“And Lovelace vary between cloth of gold and rags,” continued Professor Maturin meditatively, “much as Rembrandt varies his dress in his portraits of himself. But that was when one man would wear the worth of a thousand oaks and a hundred oxen, when mantles were conferred by royal patent, and orders grew rich out of hat monopolies. To-day, however, in spite of adulterations that I am told call for a pure textile law, few of us are in need either of Pepys’ prayers to be able to pay his tailor, or of Lord Westminster’s thrifty making over his servants’ liveries for himself.
“Habit influences us more than cost, but what influences habit? Why did Milton always wear black, Pope gray, and Lamb snuff color? Why did distributing his cast clothes ‘disconsolate and intender’ Montaigne? Why did Tennyson send his old clothes to be measured for new ones? Why do I find myself repeating an outfit I once chose because it suggested what naturalists call protective coloration—when an animal, like a squirrel on a tree-trunk, is scarcely distinguishable from its background? Do I make a good principle gloss a dull habit?”
“Such a habit,” I replied, “like George Fox’s suit of leather, does deprive you of the interest that accompanies even unsuccessful effort for variety. The fairer sex is never wearied in its quest of beautiful garb, nor sated with the rapture of attainment.”
“How curiously we have changed all that,” replied Professor Maturin, “in the three centuries since James Howell said that a letter should be attired simply, like a woman; an oration richly, like a man. I would not, like him, have putting on a clean shirt an occasion for special prayer; but perhaps we have gone too far in our neglect of finery. Dr. Holmes’s counsel, ‘always err upon the safe side,’ may be too cautious. Allingham says that Leigh Hunt was old in street costume, but young in his dressing-gown. Perhaps Goldsmith’s satin, or Jefferson’s plush, or Mark Twain’s white flannels would renew my youth.”
“Are you elated by your scarlet gown on Commencement Day?” said I.
“By no means so much as the boys are,” he replied with a chuckle. “But that suggests another aspect of the matter. Outward and visible signs move those who are blind to inward graces. Since Protestantism is retrieving some of its banished ceremonial, it might advance learning to clothe it with more circumstance. Yet, we seem to hesitate at symbolic clothing. Police and military uniforms help law and order, but we tolerate ecclesiastical, judicial, and academic costume only during the performance of specific functions. We are so far from intellectual blue-stockings and political sans-culottes, that we smile at musicians’ hair and painters’ cloaks, and banish yachting and golf clothes from every-day wear.
“Simplicity seems the only unwritten law that has succeeded so many written ones concerning clothes. Tradition itself is weak. We wear the Roman orator’s neck-cloth, the wrist-bands that marked the gentleman’s freedom from manual labor, the nobleman’s black evening clothes, the courtier’s sword-belt and gauntlet buttons, and a sailor king’s long trousers—but all because we wish to, or, at least, do not mind. Names are naught, whether of mackintoshes or cravenettes or bluchers or tam-o’-shanters. We ignore even fashion, with its ever varying promise of equality to the uncomely and its powerful economic urge. We are emancipated by a common sense in clothes that would have jailed a man in Addison’s day.
“We may dress as we like, so long as we are inconspicuous, but we must be that.

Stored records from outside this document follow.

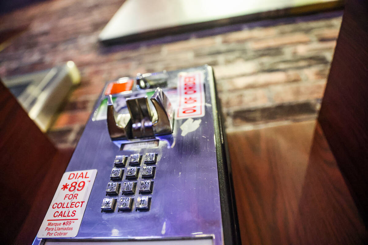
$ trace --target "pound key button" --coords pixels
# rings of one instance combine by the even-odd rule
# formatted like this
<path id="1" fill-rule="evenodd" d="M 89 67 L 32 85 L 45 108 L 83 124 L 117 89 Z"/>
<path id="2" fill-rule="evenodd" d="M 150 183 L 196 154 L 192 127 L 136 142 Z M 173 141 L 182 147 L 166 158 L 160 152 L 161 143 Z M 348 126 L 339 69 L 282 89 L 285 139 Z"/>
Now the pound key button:
<path id="1" fill-rule="evenodd" d="M 129 165 L 139 165 L 141 158 L 139 154 L 132 154 L 129 157 Z"/>
<path id="2" fill-rule="evenodd" d="M 111 170 L 110 179 L 112 180 L 120 180 L 123 177 L 123 172 L 124 170 L 121 169 L 114 167 Z"/>
<path id="3" fill-rule="evenodd" d="M 144 156 L 144 163 L 146 164 L 152 164 L 156 163 L 157 160 L 157 154 L 151 152 L 146 153 Z"/>
<path id="4" fill-rule="evenodd" d="M 151 198 L 149 197 L 138 197 L 135 208 L 138 211 L 145 211 L 149 209 L 151 205 Z"/>
<path id="5" fill-rule="evenodd" d="M 115 156 L 114 160 L 114 165 L 116 167 L 121 167 L 125 166 L 127 157 L 125 155 L 121 155 Z"/>
<path id="6" fill-rule="evenodd" d="M 109 182 L 106 187 L 106 193 L 110 195 L 118 195 L 120 188 L 120 184 L 116 182 Z"/>
<path id="7" fill-rule="evenodd" d="M 131 211 L 134 198 L 123 197 L 120 198 L 118 203 L 117 208 L 119 211 Z"/>
<path id="8" fill-rule="evenodd" d="M 137 185 L 136 182 L 132 181 L 130 181 L 127 182 L 124 182 L 123 184 L 123 194 L 134 194 L 135 193 L 135 186 Z"/>
<path id="9" fill-rule="evenodd" d="M 114 211 L 116 200 L 114 198 L 103 198 L 101 205 L 102 212 L 109 212 Z"/>
<path id="10" fill-rule="evenodd" d="M 151 180 L 141 180 L 139 187 L 139 194 L 151 194 L 153 186 L 153 182 Z"/>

We will no longer tolerate clothes-advertising like the Admirable Crichton’s. The man who lost his lawsuit for damages because his horse ran away when he saw the first top hat in England, would recover at least costs to-day. Gautier deserved the mobbing his pink doublet cost him. Tennyson was right to charge a young woman with creaking stays, and to apologize when he found that the sound came from his own braces.”
“What other principles would you adduce?” said I.
“A modicum of care,” he continued, “in agreement with Plato and Ruskin, that ‘clothes carefully cared for and rightly worn, show a balanced mind.’ I would have clothes appropriate, too, to climate, use, and the individuality of the wearer. I was once advised, most profitably, by a friendly portrait painter as to what was appropriate to my figure, features, and coloring. He objected especially to my hats.